It’s that time of year when the Madison Messenger asks local librarians to share what they are reading and hope to read soon. It’s a different and fun way to present a recommended reading list.
Chris Sisco, director, Mount Sterling Public Library
I am reading “Just One Evil Act” by Elizabeth George. A 9-year-old British girl is kidnapped while living in Italy. Inspector Lynley and Detective Sargent Havers must try to put aside their personal feelings in order to find the girl. Their investigation leads them into a mystery much bigger than a simple kidnapping. Elizabeth George’s Inspector Lynley series is perfect for readers who like Colin Dexter, P.D. James, or Ruth Rendall.
Next, I would like to read Clive Cussler’s “Mirage.” It is the newest novel in his “The Oregon Files” series.
Mount Sterling Public Library is located at 60 W. Columbus St. and online at www.mtsterlingpubliclibrary.org.

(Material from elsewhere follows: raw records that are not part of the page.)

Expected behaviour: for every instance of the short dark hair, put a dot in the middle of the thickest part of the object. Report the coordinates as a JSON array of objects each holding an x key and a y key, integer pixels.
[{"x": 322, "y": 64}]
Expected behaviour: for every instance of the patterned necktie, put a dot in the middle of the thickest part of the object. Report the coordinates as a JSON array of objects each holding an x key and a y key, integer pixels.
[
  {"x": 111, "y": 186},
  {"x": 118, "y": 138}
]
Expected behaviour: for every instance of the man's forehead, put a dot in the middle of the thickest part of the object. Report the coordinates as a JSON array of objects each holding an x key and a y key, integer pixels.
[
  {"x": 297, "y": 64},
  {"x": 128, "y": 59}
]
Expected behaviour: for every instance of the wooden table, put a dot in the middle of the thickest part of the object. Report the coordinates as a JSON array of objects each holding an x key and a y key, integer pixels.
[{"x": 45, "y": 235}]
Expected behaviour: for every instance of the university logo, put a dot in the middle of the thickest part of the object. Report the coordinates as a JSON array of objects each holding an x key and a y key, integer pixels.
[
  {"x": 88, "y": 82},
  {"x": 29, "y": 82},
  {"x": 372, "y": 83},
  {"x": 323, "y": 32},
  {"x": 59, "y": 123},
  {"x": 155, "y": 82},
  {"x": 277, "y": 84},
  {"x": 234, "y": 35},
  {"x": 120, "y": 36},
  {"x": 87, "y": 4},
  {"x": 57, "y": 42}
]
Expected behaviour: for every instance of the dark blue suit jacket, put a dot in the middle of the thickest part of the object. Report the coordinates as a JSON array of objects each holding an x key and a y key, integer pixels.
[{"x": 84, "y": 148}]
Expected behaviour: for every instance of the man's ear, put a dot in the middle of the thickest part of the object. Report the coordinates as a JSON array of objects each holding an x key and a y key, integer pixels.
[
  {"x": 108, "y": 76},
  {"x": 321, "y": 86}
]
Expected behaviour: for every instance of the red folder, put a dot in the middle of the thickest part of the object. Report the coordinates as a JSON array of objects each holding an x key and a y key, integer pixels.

Amanda Warner, youth services librarian, Plain City Public Library
I’m reading “Cartwheel” by Jennifer Dubois, the story of an American foreign exchange student arrested for the murder of her roommate. The student receives no sympathy from the public when she performs a perfect cartwheel during her interrogation. This novel is loosely inspired by the events surrounding the trial of Amanda Knox and has alternating points of view. “Cartwheel” is an interesting take on people’s perceptions of events, media coverage, and family dynamics.
I just finished reading “Fangirl” by Rainbow Rowell, a young adult novel that has already appeared on many “best of 2013” lists. “Fangirl” tells the story of Cath, a devoted fan fiction writer who is starting college and, for the first time, a life separate from her twin sister. This was a well-written coming-of-age story, and I enjoyed the fan fiction that was interspersed throughout the novel.
At the top of my to-read list are “Hostage Three” by Nick Lake and “We Are Water” by Wally Lamb.
Lake won the Printz award for excellence in young adult literature for “In Darkness” last year, and I’m excited to see how “Hostage Three” measures up. It is the story of a girl and her family who are taken hostage by pirates on her father’s yacht.
Lamb is one of my favorite authors, and I can’t wait to dive into his newest book. But, at nearly 600 pages and with his notoriously thought-provoking and controversial subject matter, I may just wait until after Christmas.
Plain City Public Library is located at 305 W. Main St. and online at www.plaincitylib.org.
Cathy Allen, director, Hurt-Battelle Memorial Library
I am catching up on the “Rot and Ruin” series by Jonathan Maberry. Published in 2010, the last book in the series was published this year. It’s not your typical take on zombies, and it takes place after the apocalypse has already happened. Ben’s brother Tom is a bounty hunter in the great rot and ruin. His job is to bring closure to family members by “quieting” the undead with dignity and respect. After all, they used to be people.
I am also reading “Not a Drop to Drink” by Mindy McGinnis. With water on the planet all but gone, the lead character, Lynn, “makes sure that anyone who comes near the pond leaves thirsty or doesn’t leave at all.”
Finally, “Grimm Conclusion” by Adam Gidwitz stays true to the original Grimm stories. They are dark and gruesome and funny! Gidwitz manages to tie more than one fairytale into one grand story.
Hurt-Battelle Memorial Library is located at 270 Lilly Chapel Road, West Jefferson, and online at www.hbmlibrary.org.
Mike Hensel, director, London Public Library
When I find a moment during this busy holiday season to sit down in front of a book, I find myself enjoying old and new titles across a variety of genres.
I’m currently enjoying the science fiction title, “Starship Troopers” (1987) by Robert A. Heinlein. Many individuals may be more familiar with the movie that made it to the silver screen in 2007 and now has a cult following.
On the other side of my list is the latest children’s release from James Patterson titled “Treasure Hunters” which I’m reading to my kids before tucking them in to bed. Both books are packed with lots of action even though they are worlds apart.
“Starship Troopers” takes place in a futuristic setting where earth is in an interstellar war of survival against an arachnoid species. The storyline follows the life of soldier Johnnie Rico as he battles the invading species and moves up the military ranks. It also touches on deeper subject matter such as civic duties, personal rights, suffrage and codes of a soldier.
Meanwhile “Treasure Hunters” follows the story of four siblings who have recently lost contact with their parents through a series of unfortunate events. With the absence of their parents, the foursome finds themselves in a treasure hunt on the high seas that will not only unlock unforetold fortunes but the mysteries surrounding the disappearances of both their parents.
Its high intrigue in space as well as under the sea.
As for future reads on my list, I have “Broken Harbor” by Tana French which is an international mystery set in Dublin, Ireland, in modern times. The book is the next title for the library’s adult book club which any reader can participate in. I’ve had a wonderful time reading a variety of books in 2013, and I look forward to another great year of titles in 2014.
London Public Library is located at 20 E. First St. and online at www.mylondonlibrary.org.